© JUNGE FREIHEIT Verlag GmbH & Co.  www.jungefreiheit.de    25/00 16. Juni 2000

 
Netzers Schuld
Peter Boßdorf

Das Unentschieden, das die deutsche Fußball-Nationalmannschaft in ihrem Auftaktspiel zur Europameisterschaft gegen die Rumänen mit Glück erzielte, könnte reichen, um jene Prognose zu bestätigen, die eine Mehrheit der Deutschen teilte, bis die Partie gegen die Tschechen für einen kurzen Augenblick die düsteren Vorahnungen vertrieb. Noch eine Niederlage gegen die Engländer (das dürfte nicht schwer sein) bei einem gleichzeitigen Erfolg der Portugiesen über unsere Beinahe-Bezwinger vom vergangenen Montag, und die Heimreise nach der Vorrunde wäre so gut wie gebucht. Die Statistik sagt zwar, daß der deutschen Nationalmannschaft auch in der Vergangenheit hin und wieder Niederlagen unterlaufen sind und sie sogar schon bei großen Turnieren gescheitert sein soll. Stets schwang dabei aber ein wenig Hader mit dem Schicksal mit, weil es gut und gerne auch hätte anders laufen können.

Das ist bei dieser Europameisterschaft erstmals anders. Noch nie war das Gefühl so weit verbreitet, es mit Spielern zu tun zu haben, die bloß deshalb in die Nationalmannschaft gelangten, weil sie zufälligerweise die letzten Bundesligaprofis sind, die noch die deutsche Staatsbürgerschaft besitzen.
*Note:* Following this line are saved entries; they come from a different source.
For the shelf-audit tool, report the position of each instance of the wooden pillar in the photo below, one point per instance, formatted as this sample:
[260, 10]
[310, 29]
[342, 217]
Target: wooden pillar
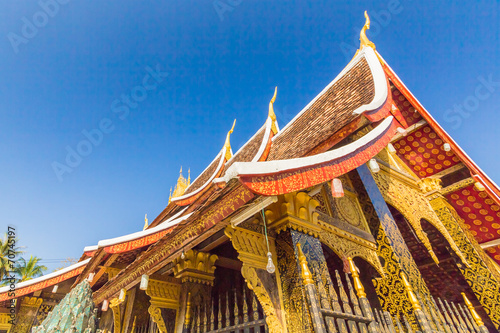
[164, 303]
[252, 251]
[196, 273]
[391, 247]
[27, 313]
[479, 273]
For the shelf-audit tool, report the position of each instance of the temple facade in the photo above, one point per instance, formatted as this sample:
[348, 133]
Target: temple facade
[360, 215]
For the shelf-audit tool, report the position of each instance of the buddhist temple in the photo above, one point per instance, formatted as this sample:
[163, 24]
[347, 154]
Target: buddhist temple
[360, 215]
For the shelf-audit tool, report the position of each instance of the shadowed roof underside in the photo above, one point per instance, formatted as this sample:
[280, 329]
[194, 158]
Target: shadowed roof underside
[331, 111]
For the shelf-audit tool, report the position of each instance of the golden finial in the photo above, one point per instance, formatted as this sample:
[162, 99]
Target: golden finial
[227, 145]
[473, 312]
[133, 325]
[306, 273]
[272, 115]
[411, 295]
[362, 36]
[360, 289]
[180, 187]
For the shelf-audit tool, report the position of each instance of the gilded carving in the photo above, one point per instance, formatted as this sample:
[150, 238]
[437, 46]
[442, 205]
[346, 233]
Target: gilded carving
[196, 267]
[414, 206]
[156, 316]
[480, 274]
[295, 211]
[344, 248]
[251, 246]
[252, 251]
[112, 272]
[254, 283]
[26, 315]
[114, 305]
[164, 294]
[430, 184]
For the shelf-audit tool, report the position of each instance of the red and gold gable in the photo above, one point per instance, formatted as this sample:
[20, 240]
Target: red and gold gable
[409, 113]
[423, 152]
[494, 253]
[480, 213]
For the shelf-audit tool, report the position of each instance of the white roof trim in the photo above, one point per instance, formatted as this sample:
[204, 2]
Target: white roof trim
[263, 144]
[140, 234]
[46, 277]
[90, 248]
[267, 167]
[380, 86]
[221, 161]
[246, 143]
[379, 80]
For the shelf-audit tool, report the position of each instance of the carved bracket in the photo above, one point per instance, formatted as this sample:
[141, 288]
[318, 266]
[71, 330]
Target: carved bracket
[196, 267]
[295, 211]
[255, 284]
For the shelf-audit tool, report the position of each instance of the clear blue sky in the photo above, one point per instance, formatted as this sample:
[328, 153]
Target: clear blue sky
[223, 60]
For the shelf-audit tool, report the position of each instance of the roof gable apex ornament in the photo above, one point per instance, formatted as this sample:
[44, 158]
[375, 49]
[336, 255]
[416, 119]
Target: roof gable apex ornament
[364, 41]
[181, 186]
[271, 113]
[227, 145]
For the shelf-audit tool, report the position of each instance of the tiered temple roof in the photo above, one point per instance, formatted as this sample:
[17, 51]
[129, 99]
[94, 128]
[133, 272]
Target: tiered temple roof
[349, 122]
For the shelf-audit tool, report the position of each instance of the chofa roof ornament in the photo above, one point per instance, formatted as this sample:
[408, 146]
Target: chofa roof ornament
[364, 41]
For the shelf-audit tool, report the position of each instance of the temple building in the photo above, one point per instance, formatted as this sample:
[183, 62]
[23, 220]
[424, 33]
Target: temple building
[360, 215]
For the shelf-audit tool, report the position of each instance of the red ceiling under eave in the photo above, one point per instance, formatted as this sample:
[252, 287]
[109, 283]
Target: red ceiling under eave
[409, 113]
[480, 213]
[423, 152]
[494, 252]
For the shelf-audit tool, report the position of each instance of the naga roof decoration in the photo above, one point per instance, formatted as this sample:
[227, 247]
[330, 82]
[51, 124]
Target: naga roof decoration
[204, 180]
[361, 89]
[137, 239]
[285, 176]
[181, 186]
[44, 281]
[320, 143]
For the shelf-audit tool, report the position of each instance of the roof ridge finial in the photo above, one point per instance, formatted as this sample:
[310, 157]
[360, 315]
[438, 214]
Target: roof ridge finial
[364, 41]
[271, 114]
[227, 145]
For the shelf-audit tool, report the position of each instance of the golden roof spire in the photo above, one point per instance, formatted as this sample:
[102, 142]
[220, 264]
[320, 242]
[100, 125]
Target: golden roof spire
[181, 186]
[272, 115]
[360, 289]
[306, 273]
[473, 312]
[362, 36]
[227, 145]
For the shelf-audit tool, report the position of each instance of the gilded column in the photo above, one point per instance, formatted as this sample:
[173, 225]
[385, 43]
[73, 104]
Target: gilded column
[479, 273]
[391, 247]
[196, 273]
[252, 250]
[27, 313]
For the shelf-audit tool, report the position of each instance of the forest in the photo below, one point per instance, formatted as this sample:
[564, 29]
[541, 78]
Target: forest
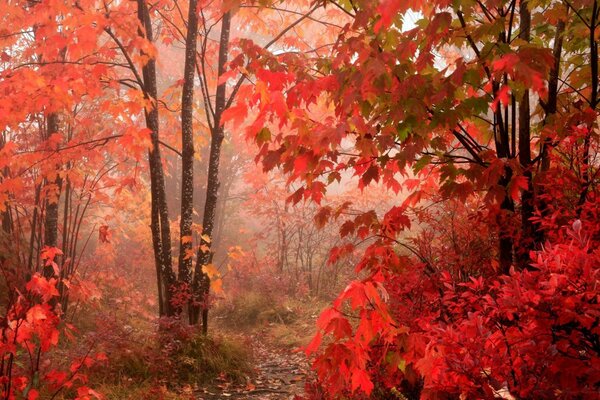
[299, 199]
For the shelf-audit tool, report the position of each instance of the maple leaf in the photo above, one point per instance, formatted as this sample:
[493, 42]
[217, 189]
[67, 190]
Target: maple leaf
[43, 287]
[103, 234]
[517, 183]
[210, 270]
[361, 380]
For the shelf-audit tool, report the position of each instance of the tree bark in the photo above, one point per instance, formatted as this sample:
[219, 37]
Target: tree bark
[52, 200]
[161, 231]
[526, 239]
[187, 148]
[201, 284]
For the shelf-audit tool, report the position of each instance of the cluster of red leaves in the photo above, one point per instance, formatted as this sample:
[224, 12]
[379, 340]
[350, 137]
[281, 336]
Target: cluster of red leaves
[408, 328]
[30, 328]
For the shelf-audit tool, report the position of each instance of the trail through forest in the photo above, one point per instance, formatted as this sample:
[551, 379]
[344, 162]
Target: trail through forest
[279, 373]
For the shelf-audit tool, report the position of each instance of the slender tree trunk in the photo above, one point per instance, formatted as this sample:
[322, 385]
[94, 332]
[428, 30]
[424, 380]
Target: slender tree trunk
[201, 285]
[53, 189]
[593, 104]
[526, 239]
[161, 231]
[187, 149]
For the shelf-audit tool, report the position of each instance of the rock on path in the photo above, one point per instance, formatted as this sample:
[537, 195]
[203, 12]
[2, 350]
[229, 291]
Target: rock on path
[279, 374]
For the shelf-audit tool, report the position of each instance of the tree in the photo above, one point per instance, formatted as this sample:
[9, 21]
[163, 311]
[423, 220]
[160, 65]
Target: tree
[483, 102]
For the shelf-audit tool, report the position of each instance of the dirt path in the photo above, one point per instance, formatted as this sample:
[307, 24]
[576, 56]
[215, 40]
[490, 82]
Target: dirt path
[279, 374]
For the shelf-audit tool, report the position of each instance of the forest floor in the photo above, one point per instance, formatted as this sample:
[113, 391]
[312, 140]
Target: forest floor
[280, 366]
[279, 373]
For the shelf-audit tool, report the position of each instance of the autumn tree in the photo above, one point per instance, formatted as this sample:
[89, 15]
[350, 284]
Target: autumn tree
[481, 102]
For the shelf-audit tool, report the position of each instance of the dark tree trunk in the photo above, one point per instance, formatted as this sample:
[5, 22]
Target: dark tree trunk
[187, 148]
[526, 239]
[201, 285]
[161, 231]
[53, 189]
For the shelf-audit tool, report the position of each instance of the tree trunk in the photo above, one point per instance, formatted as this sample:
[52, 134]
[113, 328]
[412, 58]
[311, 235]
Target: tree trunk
[161, 231]
[53, 189]
[187, 148]
[526, 239]
[201, 284]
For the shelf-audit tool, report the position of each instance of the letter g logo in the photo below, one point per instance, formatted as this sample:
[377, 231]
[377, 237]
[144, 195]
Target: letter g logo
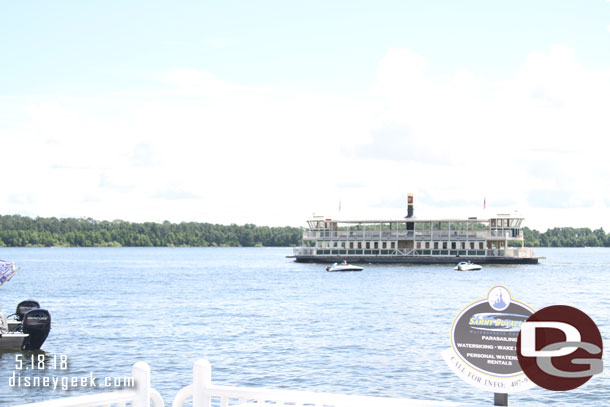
[555, 343]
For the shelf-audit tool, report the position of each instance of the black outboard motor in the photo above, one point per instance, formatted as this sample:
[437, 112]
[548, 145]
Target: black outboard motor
[36, 323]
[25, 306]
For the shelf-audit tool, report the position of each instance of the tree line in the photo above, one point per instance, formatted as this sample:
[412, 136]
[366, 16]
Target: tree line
[23, 231]
[567, 237]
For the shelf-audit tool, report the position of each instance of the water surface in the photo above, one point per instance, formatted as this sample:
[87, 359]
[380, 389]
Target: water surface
[264, 320]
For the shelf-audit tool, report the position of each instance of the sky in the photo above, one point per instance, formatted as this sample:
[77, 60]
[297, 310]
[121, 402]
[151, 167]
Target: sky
[269, 112]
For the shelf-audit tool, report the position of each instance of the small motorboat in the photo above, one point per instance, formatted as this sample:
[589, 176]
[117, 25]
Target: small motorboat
[28, 330]
[343, 267]
[467, 266]
[30, 325]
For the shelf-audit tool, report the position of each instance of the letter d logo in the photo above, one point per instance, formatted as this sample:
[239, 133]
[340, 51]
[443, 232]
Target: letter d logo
[560, 348]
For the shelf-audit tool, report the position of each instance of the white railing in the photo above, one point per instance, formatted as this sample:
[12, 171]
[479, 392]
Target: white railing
[206, 394]
[141, 396]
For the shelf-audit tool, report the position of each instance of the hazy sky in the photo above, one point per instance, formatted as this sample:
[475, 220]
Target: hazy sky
[268, 111]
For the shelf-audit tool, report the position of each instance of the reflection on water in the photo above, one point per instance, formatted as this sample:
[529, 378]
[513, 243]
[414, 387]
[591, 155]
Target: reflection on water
[263, 320]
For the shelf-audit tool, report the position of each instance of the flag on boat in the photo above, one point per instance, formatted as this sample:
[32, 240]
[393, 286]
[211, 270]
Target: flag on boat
[7, 271]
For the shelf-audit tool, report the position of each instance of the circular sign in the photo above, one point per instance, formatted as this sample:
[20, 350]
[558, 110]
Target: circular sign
[484, 334]
[560, 348]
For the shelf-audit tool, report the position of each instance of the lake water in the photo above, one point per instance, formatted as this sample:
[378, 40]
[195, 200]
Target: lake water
[264, 320]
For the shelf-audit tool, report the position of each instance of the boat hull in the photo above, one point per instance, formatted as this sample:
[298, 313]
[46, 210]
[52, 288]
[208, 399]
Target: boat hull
[414, 259]
[344, 269]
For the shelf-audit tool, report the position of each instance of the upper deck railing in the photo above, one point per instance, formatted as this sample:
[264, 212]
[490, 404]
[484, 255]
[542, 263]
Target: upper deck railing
[410, 235]
[206, 394]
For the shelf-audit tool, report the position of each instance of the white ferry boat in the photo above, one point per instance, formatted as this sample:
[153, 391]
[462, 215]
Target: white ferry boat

Wer nach Schuldigen für die Misere sucht, dürfte dabei aber kaum auf den aktuellen Teamchef stoßen. Es ist vielmehr an der Zeit, endlich auch einmal jene zu kritisieren, die seit Jahr und Tag nichts anderes zu tun haben, als der deutschen Nationalmannschaft den Mut zu rauben, unansehnlich, aber wenigstens erfolgreich zu spielen. Kaum jemand hat hier so viel zur Verunsicherung beigetragen wie Günter Netzer, der in seinen fußballkulinarischen Plaudereien mit Gerhard Delling im ZDF den Akteuren auf dem Rasen eine Spielfreude oktroyieren möchte, die er selbst vor drei Jahrzehnten nur in Ausnahmefällen aufbrachte.

Nun sieht man, in welche Irre die deutsche Mannschaft durch diesen öffentlichen Druck geführt wurde. Während alle anderen munter drauflos kicken und sich nicht um mythische Begriffe wie Spielkultur scheren, sollen ausgerechnet Spielernaturen wie Thomas Linke, Jens Jeremies und Mar-kus Babbel "Kombinationsfußball und Doppelpaßspiel" pflegen. Spätestens seit der Weltmeisterschaft von 1998, seit der Institu-tionalisierung von Günter Netzer als Meinungsführer also, läuft die deutsche Nationalmannschaft einem Ideal von modernem Fußball hinterher, der nirgendwo in der Welt gespielt wird. Dadurch wurde viel Zeit verloren. Heute stehen die hartnäckigsten Konkurrenten dort, wo die Deutschen längst sein könnten, wenn man sie nicht auf Abwege gebracht hätte. Diesen Rückstand wird man bei der EM nicht mehr aufholen können.